La fédération d’associations d’internautes refuse de voir les prestataires techniques, comme les hébergeurs, devenir les « juges et censeurs » de l’internet. Et compte faire entendre ses arguments jusqu’au président de la République et au Premier ministre.
La résistance s’organise contre le projet de loi pour « la confiance dans l’économie numérique ». Et plus particulièrement sur les dispositions relatives à la responsabilité civile et pénale des hébergeurs de contenu sur l’internet.
Le projet présenté par Nicole Fontaine, ministre déléguée à l’Industrie, affirme que ces prestataires techniques pourront être tenus responsables s’ils n’ont pas coupé l’accès à des données «dès qu’ils ont eu la connaissance effective de leur caractère illicite» (lire le projet de loi– document PDF).
La ligue Odebi, qui regroupe les associations françaises d’utilisateurs de services Internet à haut débit, a lancé le 22 janvier une nouvelle campagne pour attirer l’attention des pouvoirs publics sur les problèmes soulevés par la formulation du texte. «Les articles 43-8 et 43-9 imposent aux intermédiaires techniques de jouer un rôle de juge, de censeur et de justiciable», s’insurge Pascal Cohet, président de Luccas (association de défense des abonnés de Noos) et porte parole de la ligue Odebi.
«Nécessité de cartographier les métiers de chacun»
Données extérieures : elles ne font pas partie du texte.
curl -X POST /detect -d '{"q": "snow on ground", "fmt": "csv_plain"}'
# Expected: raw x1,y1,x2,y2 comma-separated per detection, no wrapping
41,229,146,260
La campagne de l’association reprend l’idée des «journées sans forums», organisées au printemps dernier pour protester contre les condamnations pour diffamation de plusieurs webmasters offrant des espaces de discussions sur leur site. «Mais comme cette fois-ci nous prévoyons que le combat sera long, nous n’avons pas fixé de date de fin», explique le porte-parole.
«Et pour ne pas léser les opérateurs de forums, nous leur demandons de mettre un pop-up sur leur site, qui mènera vers une pétition en ligne». Intitulée « Non au projet de loi sur l’économie numérique », elle est adressée au président de la République et au Premier ministre. Elle demande la «modification des articles 43-8 et 43-9 du projet de loi (…) afin de permettre à tout citoyen l’accès à une justice indépendante et impartiale».
«Nous voulons que la loi définisse clairement les intermédiaires techniques, [comme étant] tout acteur qui n’est pas l’auteur direct d’un contenu « uploadé » sur l’Internet», précise Pascal Cohet.
«Il n’y aura de clarification juridique pour les non-initiés que lorsque les acteurs du Web pourront ensemble cartographier les métiers de chacun en permettant ainsi un découpage des différents seuils de responsabilité», explique à ZDNet Jean-Claude Patin, responsable du site juridique Juritel. «Pour l’heure, le flou artistique perdure et les textes produits restent très vagues.»
L’avant-projet de loi va dans le sens de la jurisprudence
Pourtant, le juriste ne se prive pas de remettre en cause l’interprétation qu’a fait la grande majorité des acteurs du secteur du projet de loi Fontaine. «Il n’y a pas de retour à l’amendement Bloche (…), il y a seulement prise en considération de la réalité juridique du Web», martèle-t-il. Selon ses arguments, en analysant la jurisprudence rendue depuis 5 ans, on constate que les juges ont déterminé la responsabilité des hébergeurs «en recherchant si le caractère délictueux des contenus était manifeste». Et également, si par une «surveillance très légère», l’hébergeur ne pouvait pas «repérer instantanément le caractère illicite».
«C’est assez peu attentatoire « aux libertés individuelles »», affirme Jean-Claude Patin, «et contrairement à ce que beaucoup disent, la détermination du caractère illicite est tout de même très souvent facile à opérer».
Une vision que ne partage absolument pas Odebi: «En prétendant conférer à des intermédiaires techniques la capacité à être juge de l’illicite, le projet de loi nie purement et simplement le rôle de la justice française [en matière de liberté d’expression]», souligne son communiqué.
Odebi affirme être en train de rassembler un maximum de soutiens officiels pour cette opération, afin «de montrer au gouvernement que la quasi-totalité des acteurs de l’internet sont contre ce projet». Reporters sans Frontières et la Fédération informatique et libertés se sont déjà associés à cette campagne.